October 5, 200817 yr So, I'm trying to write a piece using sonata form, but all of my themes come out sounding ridiculously stupid or Baroque--and I don't want a baroque sounding piece. Advice, please and thank you?
October 5, 200817 yr Author I'll try that, but I barely get past four measure of pure melody, which is never anything I want to work with. I don't get to even writing the chords. :(
October 5, 200817 yr If the melody is hanging you up, work another way. Do the harmony first. Do the rhythm first. Write a countermelody to a melody that doesn't exist, and then write the melody. Shake it up!
October 7, 200817 yr Also, try writing the end of the melody before the start of your melody, so you know where you want it to end. Establish motives, and use those motives as your building blocks. Work less with strict melody-harmony, and write countrapunctually to have more than one melodic interest. Work on paper, in short score (2 or 3 staves), so you don't have to worry so much about your orchestration.

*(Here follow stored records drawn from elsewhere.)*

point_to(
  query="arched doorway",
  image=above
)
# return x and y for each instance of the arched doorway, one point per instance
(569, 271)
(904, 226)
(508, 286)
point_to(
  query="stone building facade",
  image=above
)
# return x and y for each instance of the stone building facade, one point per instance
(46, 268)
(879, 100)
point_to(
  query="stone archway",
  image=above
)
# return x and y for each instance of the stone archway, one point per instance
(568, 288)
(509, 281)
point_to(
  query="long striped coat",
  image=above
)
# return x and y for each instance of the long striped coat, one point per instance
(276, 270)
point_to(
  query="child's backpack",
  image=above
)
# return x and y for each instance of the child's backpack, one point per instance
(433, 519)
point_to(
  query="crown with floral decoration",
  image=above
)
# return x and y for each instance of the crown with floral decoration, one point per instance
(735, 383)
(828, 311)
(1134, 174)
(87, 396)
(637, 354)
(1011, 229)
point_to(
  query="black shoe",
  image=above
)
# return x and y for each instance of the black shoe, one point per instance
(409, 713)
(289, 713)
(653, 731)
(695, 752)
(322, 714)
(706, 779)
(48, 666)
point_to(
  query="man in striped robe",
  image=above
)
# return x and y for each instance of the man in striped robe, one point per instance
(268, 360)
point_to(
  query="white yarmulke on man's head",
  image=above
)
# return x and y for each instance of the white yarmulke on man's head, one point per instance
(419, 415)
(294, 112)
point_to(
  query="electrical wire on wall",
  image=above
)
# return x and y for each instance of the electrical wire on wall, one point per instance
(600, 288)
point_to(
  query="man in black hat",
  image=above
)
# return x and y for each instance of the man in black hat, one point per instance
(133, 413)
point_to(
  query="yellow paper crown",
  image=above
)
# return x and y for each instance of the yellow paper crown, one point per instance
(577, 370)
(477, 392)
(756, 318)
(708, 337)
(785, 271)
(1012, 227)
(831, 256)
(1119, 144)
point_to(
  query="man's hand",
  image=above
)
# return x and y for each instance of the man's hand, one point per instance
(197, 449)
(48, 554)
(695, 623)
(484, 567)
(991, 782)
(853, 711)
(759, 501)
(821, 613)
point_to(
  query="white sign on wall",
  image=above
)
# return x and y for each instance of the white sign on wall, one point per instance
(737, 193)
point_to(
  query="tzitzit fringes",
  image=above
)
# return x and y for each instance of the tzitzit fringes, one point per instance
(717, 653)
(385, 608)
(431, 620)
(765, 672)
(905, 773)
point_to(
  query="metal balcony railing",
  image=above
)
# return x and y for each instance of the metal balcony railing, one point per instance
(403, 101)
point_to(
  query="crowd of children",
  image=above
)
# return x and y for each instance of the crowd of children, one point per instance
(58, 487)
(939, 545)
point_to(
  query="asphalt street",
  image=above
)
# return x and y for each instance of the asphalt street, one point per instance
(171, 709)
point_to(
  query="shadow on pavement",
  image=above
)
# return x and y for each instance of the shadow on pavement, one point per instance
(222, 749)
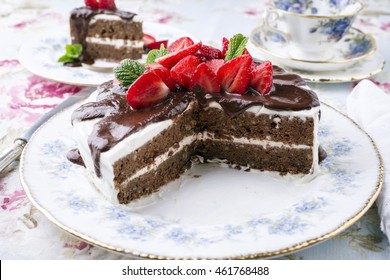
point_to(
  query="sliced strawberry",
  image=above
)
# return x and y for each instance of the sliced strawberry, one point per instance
(210, 52)
(214, 64)
(225, 45)
(157, 44)
(92, 4)
(181, 43)
(148, 39)
(183, 71)
(201, 57)
(107, 4)
(235, 74)
(261, 77)
(148, 90)
(163, 73)
(206, 79)
(115, 81)
(171, 59)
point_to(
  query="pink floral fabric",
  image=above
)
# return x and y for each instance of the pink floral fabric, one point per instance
(24, 97)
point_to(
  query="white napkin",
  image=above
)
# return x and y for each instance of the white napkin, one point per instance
(369, 106)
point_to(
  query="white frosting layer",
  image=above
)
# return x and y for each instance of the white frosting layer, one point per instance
(93, 20)
(117, 43)
(105, 183)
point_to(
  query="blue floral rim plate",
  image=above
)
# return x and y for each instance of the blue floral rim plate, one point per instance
(40, 57)
(211, 212)
(354, 46)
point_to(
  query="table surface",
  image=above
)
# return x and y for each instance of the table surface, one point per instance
(25, 233)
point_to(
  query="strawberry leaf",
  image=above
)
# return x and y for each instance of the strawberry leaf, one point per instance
(128, 71)
(154, 54)
(72, 54)
(236, 46)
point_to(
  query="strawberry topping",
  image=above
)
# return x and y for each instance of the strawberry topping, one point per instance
(225, 46)
(205, 79)
(180, 44)
(210, 52)
(183, 71)
(214, 64)
(157, 44)
(92, 4)
(235, 74)
(194, 67)
(171, 59)
(148, 39)
(148, 90)
(261, 77)
(107, 4)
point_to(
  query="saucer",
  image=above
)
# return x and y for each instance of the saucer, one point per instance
(354, 47)
(41, 54)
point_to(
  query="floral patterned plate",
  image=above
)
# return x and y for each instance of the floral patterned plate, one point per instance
(353, 47)
(41, 55)
(212, 211)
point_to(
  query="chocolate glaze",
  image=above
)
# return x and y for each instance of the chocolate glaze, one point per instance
(118, 119)
(75, 157)
(79, 22)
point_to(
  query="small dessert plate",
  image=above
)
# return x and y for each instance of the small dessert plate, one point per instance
(40, 57)
(354, 47)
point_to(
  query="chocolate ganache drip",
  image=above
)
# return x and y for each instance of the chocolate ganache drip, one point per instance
(117, 119)
(80, 18)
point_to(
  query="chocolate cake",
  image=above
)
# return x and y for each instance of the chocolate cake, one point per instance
(109, 34)
(131, 152)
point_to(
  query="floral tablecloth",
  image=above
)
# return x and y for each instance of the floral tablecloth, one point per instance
(25, 233)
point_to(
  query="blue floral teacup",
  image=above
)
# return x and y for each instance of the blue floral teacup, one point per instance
(310, 27)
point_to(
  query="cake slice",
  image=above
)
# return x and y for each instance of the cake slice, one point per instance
(130, 152)
(106, 32)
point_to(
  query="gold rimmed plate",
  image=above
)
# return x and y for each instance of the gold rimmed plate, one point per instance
(40, 56)
(211, 212)
(353, 47)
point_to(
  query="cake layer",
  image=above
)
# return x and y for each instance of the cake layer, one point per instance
(106, 34)
(151, 181)
(130, 153)
(113, 52)
(113, 27)
(269, 157)
(145, 155)
(263, 125)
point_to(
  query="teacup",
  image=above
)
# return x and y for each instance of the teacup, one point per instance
(310, 27)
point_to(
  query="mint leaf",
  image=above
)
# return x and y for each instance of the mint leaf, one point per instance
(154, 54)
(128, 71)
(72, 54)
(236, 46)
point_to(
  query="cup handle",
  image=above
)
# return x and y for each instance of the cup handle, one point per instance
(270, 18)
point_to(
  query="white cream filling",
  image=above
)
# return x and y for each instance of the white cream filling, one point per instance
(136, 18)
(205, 136)
(117, 43)
(129, 144)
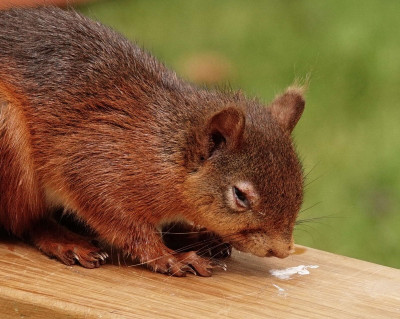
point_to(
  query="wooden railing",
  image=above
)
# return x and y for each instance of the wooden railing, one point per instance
(34, 286)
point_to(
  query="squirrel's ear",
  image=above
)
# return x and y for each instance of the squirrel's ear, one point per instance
(225, 128)
(287, 108)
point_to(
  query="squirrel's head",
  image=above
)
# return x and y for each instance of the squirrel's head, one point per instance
(245, 180)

October 9, 200817 yr which one are you looking for? classical, romantic or modern? use less polyphony, use more interesting rhythms, etc.
October 12, 200817 yr Author I really want to write modern-ish music, but with Romantic influences, but I'm having problems. Thank you guys for all of your suggestions. Any other ideas? :)
October 13, 200817 yr try to think of music as things flowing into each other rather than things put together in a mathematical way. irregular rhythms help. but seriously, if i were you i would keep my music the way it is, because its YOUR style, so why hide it? its YOU.
October 13, 200817 yr I really want to write modern-ish music, but with Romantic influences Use borrowed chords and non-harmonic tones, unrelated to related keys. (Sounds skeptical, but it isn't.) If you are working in c minor, borrow stuff from F# or B or Ab instead of G, F, Eb.